Glitch Art

Artists have long been fascinated by moments in which technology breaks down–perhaps none more so than JODI, an artist duo made up of Joan Heemskerk and Dirk Paesmans. In a post on the Rhizome lists from 1999, in which he discusses JODI's software-based artwork OSS (2000), Alex Galloway argues that "Focusing specifically on those moments where computers break down (the crash, the bug, the glitch), JODI discovers a new, autonomous aesthetic." The aesthetic was certainly not entirely new even then, but JODI's early work is a particularly strong exploration of the principles of glitch art, before the term came into common usage.

It was some years later, in 2010, when the idea of “glitch art” began to circulate with greater intentionally.

Rosa Menkman, *The Collapse of PAL*, 2010.

Rosa Menkman, The Collapse of PAL, 2010.

Rosa Menkman, a theorist and visual artist, was a key advocate for this new digital art practice. In her Glitch Studies Manifesto, she reflects on how computers, devices hard-coded in logic and predictable functions, are the perfect playground for pushing the boundaries of artistic expression:

As a result, the spectator is forced to acknowledge that the use of the computer is based on a genealogy of conventions, while in reality the computer is a machine that can be bend or used in many different ways. With the creation of breaks within politics and social and economical conventions, the audience may become aware of the preprogrammed patterns. Now, a distributed awareness of a new interaction gestalt can take form.

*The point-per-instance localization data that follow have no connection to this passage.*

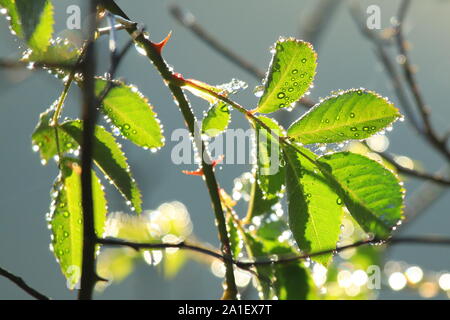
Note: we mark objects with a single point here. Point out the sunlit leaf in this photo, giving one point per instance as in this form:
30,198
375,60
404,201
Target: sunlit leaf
31,20
315,210
44,137
290,280
115,264
66,218
372,193
110,159
352,114
260,205
216,119
290,75
270,168
60,51
132,114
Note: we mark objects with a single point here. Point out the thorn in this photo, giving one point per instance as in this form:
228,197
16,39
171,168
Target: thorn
217,161
198,172
160,45
250,113
98,278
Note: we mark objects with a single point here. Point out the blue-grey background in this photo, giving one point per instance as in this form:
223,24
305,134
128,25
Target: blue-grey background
250,27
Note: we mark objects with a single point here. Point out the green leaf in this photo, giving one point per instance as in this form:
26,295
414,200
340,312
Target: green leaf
60,51
260,205
132,114
216,119
110,159
290,279
247,187
372,193
270,170
352,114
44,137
31,20
315,210
290,75
66,218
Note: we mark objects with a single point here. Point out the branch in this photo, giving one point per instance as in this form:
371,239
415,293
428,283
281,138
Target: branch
22,284
426,240
438,143
435,178
154,54
317,21
89,115
389,65
188,20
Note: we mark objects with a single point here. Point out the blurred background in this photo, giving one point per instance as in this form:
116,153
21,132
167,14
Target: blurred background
346,60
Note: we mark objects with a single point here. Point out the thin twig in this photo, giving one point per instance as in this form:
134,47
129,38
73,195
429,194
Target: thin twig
89,276
425,240
23,285
317,21
89,121
188,20
154,54
18,64
389,65
438,143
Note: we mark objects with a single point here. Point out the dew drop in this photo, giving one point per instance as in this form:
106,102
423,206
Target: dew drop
281,95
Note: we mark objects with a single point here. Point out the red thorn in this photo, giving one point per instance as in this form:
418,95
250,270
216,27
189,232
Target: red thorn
217,161
250,113
198,172
178,76
160,45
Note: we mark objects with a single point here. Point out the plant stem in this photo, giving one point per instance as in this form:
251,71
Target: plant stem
154,54
89,115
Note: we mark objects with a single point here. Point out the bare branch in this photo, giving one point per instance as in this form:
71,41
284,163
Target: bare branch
426,240
438,143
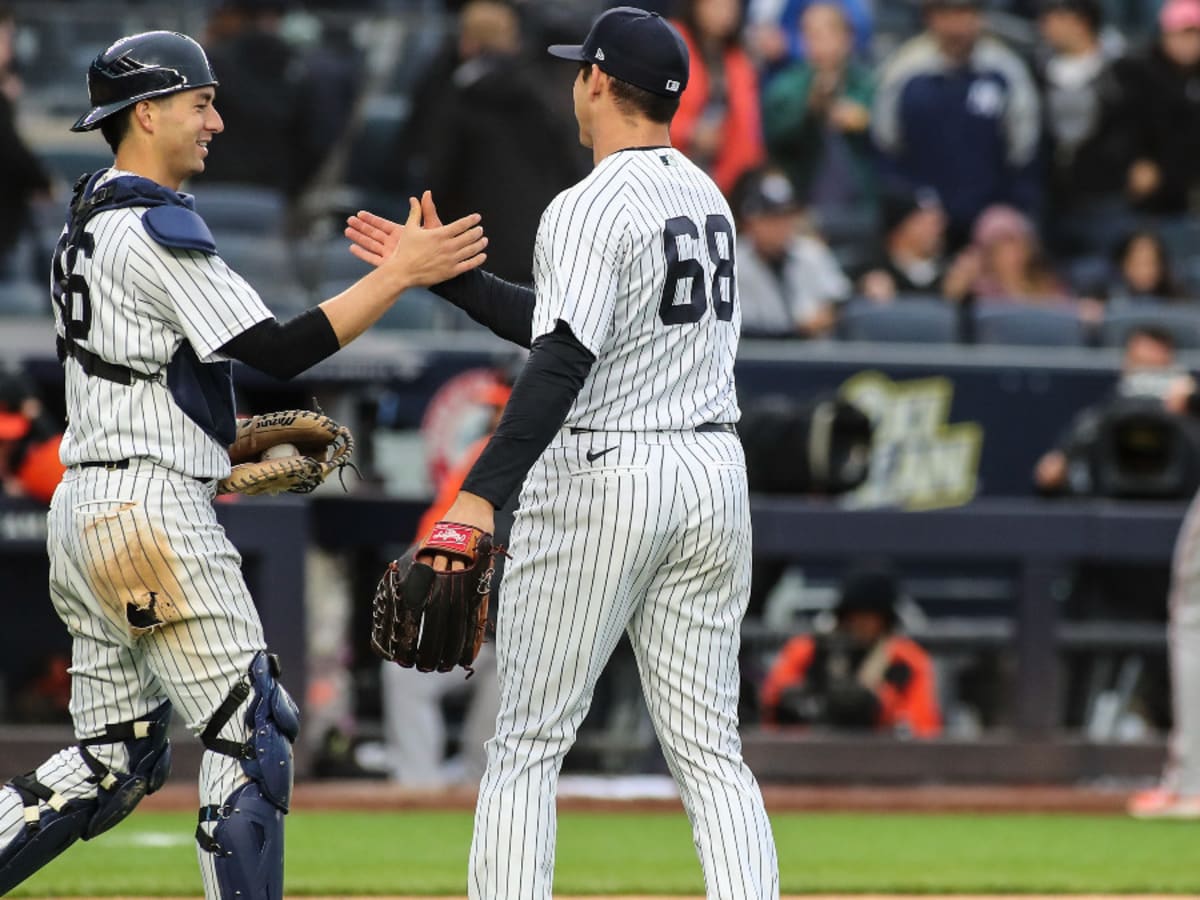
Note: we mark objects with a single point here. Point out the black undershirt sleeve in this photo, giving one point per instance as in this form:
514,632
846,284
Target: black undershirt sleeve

The ideas at play in glitch art have had many lives, and one of the most significant is the use of the word by Legacy Russell to describe “glitch feminism.” In her 2013 Rhizome essay “Elsewhere, After the Flood: Glitch Feminism and the Genesis of Glitch Body Politic,”, Russell proposed that “the glitch encourages a slipping across, beyond, and through the stereotypical materiality of the corpus.” Russell's concept of "glitch feminism" highlights the transformative potential of glitch art and its ability to allow for a more fluid navigation beyond the confines of stereotypical corporeal representations.